MH: Are PBMs still seeing prices for generics going up just as much as the brand-name drugs? What are PBMs doing to combat that?
Merritt: I testified before Congress numerous times on that very issue, including with Martin Shkreli of Turing, because we had been the most vocal against that practice of buying a generic or an old brand drug that doesn't have a huge market share, that doesn't have any competitors, and just buying the drug for the exclusive purpose of raising prices. The two biggest abusers of that, Turing and Valeant, have both seen their stocks spiral downwards because the business model they had built and sold to investors—that they could just buy drugs and raise their prices—proved to be unsustainable. Some of our companies have found compounded drug options and other more affordable options where we can simply cut some of the extremely high-priced drugs out of the formulary because more affordable options are available. But generally, with generics, you need solutions from the Food and Drug Administration. You need faster generic approvals.
MH: It seems like there is still an unclear notion of how PBMs make money and what negotiations are like with drug companies. Why isn't there more transparency behind rebates and so-called spreads?

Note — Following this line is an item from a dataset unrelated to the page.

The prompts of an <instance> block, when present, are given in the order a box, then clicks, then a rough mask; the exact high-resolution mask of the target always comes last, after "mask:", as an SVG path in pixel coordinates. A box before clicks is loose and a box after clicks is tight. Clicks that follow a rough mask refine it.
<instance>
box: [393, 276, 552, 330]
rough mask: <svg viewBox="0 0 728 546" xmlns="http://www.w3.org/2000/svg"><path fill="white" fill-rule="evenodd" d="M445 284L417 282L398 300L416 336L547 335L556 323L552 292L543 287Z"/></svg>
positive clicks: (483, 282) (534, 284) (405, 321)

Merritt: It's important to realize that the pharmaceutical benefits marketplace is still relatively new. Twenty-five years ago, people didn't even have pharmacy benefits because there weren't a whole lot of brand drugs in the market that were truly wonder drugs that solved major national health crises. We negotiate price concessions with drug manufacturers if they want access to a formulary, and there are several competitors that have the same efficacy. Drug companies are going to have to negotiate—they're going to have to compete against each other on price—and the ones that offer the best price concessions are the ones that are going to get the best formulary placement: preferred status on a formulary with lower copays, sometimes no copay. Drug companies that offer less serious discounts are going to find themselves with bigger copays or sometimes not even on the formulary, depending on what the payer wants to do. So, I think when you look at rebates, a lot is made out of that, but they are the normal discounts and price concessions that every business uses. It's just saying, “Hey, look, if you want access to this particular marketplace, you've got to give us a reasonable price, and if you don't, we're going to go to your competitors.” And that's really all it is.I think there's been a mythology out there that there's this huge demand for transparency among payers, when, in fact, these are the largest, most sophisticated health purchasers in the world that we deal with. We're dealing with the big insurers, the big government programs. These guys get whatever they want, and if one PBM won't give it to them, they'll get it from another PBM. In the end, you have to realize that none of these companies have to hire a PBM in the first place. The only reason they do is because PBMs are delivering value. And if they weren't delivering big-time savings, then none of these Fortune 500 companies would be giving PBMs the time of day.